Moim marzeniem jest:

Laptop

Krystian, 11 lat

Kategoria: dostać

Oddział: Warszawa

Status marzenia: spełnione

Marzenie zostało spełnione dzięki pomocy

pierwsze spotkanie

2009-11-19


Do naszego marzyciela, 11-letniego Krystiana, wybraliśmy się na pierwszą wizytę do domu w Wesołej.Niełatwo było trafić,ale wreszcie się udało.Przywitała nas duża i wesoła gromadka - Krystian ma aż sześcioro rodzeństwa: małą siostrzyczkę i 5 braci,mieszkają z mamą.

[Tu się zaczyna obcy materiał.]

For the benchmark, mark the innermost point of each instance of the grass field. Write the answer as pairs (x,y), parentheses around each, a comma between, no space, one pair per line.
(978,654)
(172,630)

Pierwszy kontakt z chłopcem nie był łatwy, Krystian jest dość nieśmiałym i małomównym dzieckiem.Aby przełamać pierwsze lody i nawiązać kontakt, podarowaliśmy chłopcu album o samochodach. Z zaciekawieniem oglądał kolejne strony, razem z braćmi. W międzyczasie mama Krystiana opowiadała nam o chorobie syna i o ciężkich warunkach bytu. Rzeczywiście, 8-osobowa rodzina mieszka w niewielkim domu, bardzo skromnie.

Próbowaliśmy dowiedzieć się od Krystiana jakie jest Jego największe marzenie,jednak okazało się, że to wcale nie takie łatwe zadanie.Chłopiec był jeszcze onieśmielony i małomówny, na nasze pytania czy chciałby coś dostać, spotkać kogoś lub gdzieś wyjechać, kiwał tylko twierdząco głową.Niewiele mówił, ale chętnie brał za rękę, przytulał się, pokazywał swoje zwierzęta - psa Parysa i wielkiego kota. Z wyrażeniem życzeń nie miały problemu pozostałe dzieci, ale cierpliwie czekamy na odpowiedź Krystiana.

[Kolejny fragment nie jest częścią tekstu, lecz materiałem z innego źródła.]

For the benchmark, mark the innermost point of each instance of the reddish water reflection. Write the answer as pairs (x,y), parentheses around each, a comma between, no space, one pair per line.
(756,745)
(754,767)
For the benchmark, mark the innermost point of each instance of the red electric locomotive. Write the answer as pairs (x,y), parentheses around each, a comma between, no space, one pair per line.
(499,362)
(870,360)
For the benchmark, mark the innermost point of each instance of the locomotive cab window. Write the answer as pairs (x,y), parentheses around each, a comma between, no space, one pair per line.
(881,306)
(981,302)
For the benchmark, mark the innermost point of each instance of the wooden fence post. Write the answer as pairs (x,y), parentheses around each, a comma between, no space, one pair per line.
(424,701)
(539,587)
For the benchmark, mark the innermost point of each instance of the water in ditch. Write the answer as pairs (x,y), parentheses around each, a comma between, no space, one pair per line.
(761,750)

Mamy nadzieję, że przy kolejnym spotkaniu dowiemy się o czym skrycie marzy chłopiec..
 

spełnienie marzenia

2010-02-26

Postanowiliśmy, że spełnienie marzenia Krystiana (laptop) będzie niespodzianką i chyba udało się nam zaskoczyć naszego Marzyciela :-) Poprosiliśmy Panią Zosię, mamę Krystiana, o zachowanie w tajemnicy naszej wizyty. Kiedy przyjechaliśmy do domu, od razu otoczyła nas jak zwykle głośna gromadka - rodzeństwo Krystiana. Nasz Marzyciel siedział spokojnie na łóżku. Podarowaliśmy Krystianowi wielką paczkę, ale chłopiec długo nie mógł uwierzyć, że w środku naprawdę coś jest, a zwłaszcza że może to być laptop. Jego własny nowy laptop.. Przez chwilę nawet denerwował się wciąż nie dowierzając, że naprawdę dostał komputer. Na szczęście szybko przekonał się, że to nie żart :-) wraz z laptopem podarowaliśmy także kilka gier: wyścigi samochodowe, piłka nożna, przygodowe. Krystian bardzo się ucieszył i nie mógł doczekać się, aż wreszcie zacznie grać. Gdy tylko usiadł przed komputerem, wszystko inne przestało istnieć.. – gra wciągnęła Go całkowicie :-) na tyle, że nie interesowała Go już sesja zdjęciowa.. w przeciwieństwie do Jego rodzeństwa – co widać na zdjęciach :-) 


Mamy nadzieję, że sprawiliśmy Krystianowi wielką frajdę!